Depuis juillet 2020, Marius a intégré l’hôpital de jour Psysalide (Namur) pour entamer un travail thérapeutique. En parallèle, il fréquente aussi l’école attenante à l’hôpital. En fonction de ses capacités, il réapprend à être lui-même, à se concentrer, à retrouver une estime de soi. Parfois, une lueur se glisse dans son regard, signe qu’il retrouve aussi du plaisir dans ce qu’il fait. Des petits pas sur la route de Marius connu aussi pour son sens de l’humour exquis. « On n’a pas encore retrouvé ce côté clown, confie sa maman, mais il nous montre chaque jour à quel point il est capable de mobiliser des ressources incroyables pour s’en sortir ».
Cette démarche de reconnexion est au cœur du travail thérapeutique de Christelle Rasez. « Les enfants ont les outils à l’intérieur d’eux. Il faut juste les reconnecter à ça, au fait qu’ils ont le pouvoir de trouver à l’intérieur ce qui va les aider à aller mieux ».
* Prénom modifié
À SAVOIR
Les 6-12 ans pas plus tristes avec le COVID
C’est une note d’espoir dans un ciel gris. Si les ados et jeunes adultes souffrent davantage de tristesse et de dépression, ce n’est pas le cas des 6 à 12 ans.
C’est ce qui ressort du travail de recherche réalisé par Mandy Rossignol et Justine Gaugue, toutes deux professeures à l’Université de Mons, à l’initiative du site Home Stress Home. Les chercheuses avancent trois hypothèses pour expliquer le fait que la tristesse n’augmente pas chez les 6-12 ans, mais bien chez les ados et jeunes adultes :
- Les enfants sont moins touchés par les mesures liées au covid. Ils ont pu continuer à fréquenter l’école et participer aux activités extra-scolaires.

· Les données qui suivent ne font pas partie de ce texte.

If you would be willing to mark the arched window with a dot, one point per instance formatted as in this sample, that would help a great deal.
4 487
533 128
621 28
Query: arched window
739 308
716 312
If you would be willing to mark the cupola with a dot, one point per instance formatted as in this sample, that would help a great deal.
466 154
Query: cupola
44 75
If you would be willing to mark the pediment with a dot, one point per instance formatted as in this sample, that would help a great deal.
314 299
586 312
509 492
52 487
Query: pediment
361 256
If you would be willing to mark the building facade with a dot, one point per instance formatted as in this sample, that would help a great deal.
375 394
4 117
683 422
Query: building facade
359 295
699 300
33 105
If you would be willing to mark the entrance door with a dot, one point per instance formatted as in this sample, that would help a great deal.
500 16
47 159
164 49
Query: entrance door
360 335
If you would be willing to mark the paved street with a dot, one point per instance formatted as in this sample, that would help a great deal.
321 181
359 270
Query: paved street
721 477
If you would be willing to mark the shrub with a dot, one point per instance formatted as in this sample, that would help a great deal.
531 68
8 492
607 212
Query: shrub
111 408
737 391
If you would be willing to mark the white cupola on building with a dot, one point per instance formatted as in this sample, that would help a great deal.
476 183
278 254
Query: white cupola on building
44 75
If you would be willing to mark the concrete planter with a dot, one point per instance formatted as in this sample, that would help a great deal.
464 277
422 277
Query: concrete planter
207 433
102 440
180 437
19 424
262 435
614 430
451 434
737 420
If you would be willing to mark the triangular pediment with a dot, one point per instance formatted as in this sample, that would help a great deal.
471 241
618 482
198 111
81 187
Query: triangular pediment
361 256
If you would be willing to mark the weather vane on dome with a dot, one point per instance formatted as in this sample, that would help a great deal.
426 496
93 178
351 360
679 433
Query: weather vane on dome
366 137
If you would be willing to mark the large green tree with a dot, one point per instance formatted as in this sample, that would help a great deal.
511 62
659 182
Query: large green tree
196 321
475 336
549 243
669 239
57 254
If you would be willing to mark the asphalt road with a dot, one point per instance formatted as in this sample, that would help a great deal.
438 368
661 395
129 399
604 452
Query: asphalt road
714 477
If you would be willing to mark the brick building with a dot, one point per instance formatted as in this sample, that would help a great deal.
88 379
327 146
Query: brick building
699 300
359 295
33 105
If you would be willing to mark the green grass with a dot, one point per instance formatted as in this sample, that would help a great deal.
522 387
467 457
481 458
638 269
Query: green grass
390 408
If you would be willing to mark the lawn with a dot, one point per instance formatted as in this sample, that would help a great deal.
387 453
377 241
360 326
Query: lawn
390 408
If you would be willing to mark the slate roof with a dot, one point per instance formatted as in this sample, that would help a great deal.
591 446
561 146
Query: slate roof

- Les enfants ont moins besoin du contact avec leurs pairs et sont plus dépendants de leurs parents.
- Les enfants vivent davantage dans l’ici et maintenant, tandis que les ados et jeunes adultes se projettent plus dans l’avenir, ce qui est compliqué à faire dans le contexte actuel.
EN PRATIQUE
Des livres pour en parler
- Petites histoires pour devenir grand, Sophie Carquain (Le livre de poche),
- Bleu, Britta Teckentrup (La Martinière jeunesse),
- Le jardin d’Evan, Brian Lies (Albin Michel Jeunesse),
- Un nœud à mon mouchoir, Bette Westera et Arend van Dam (Milan).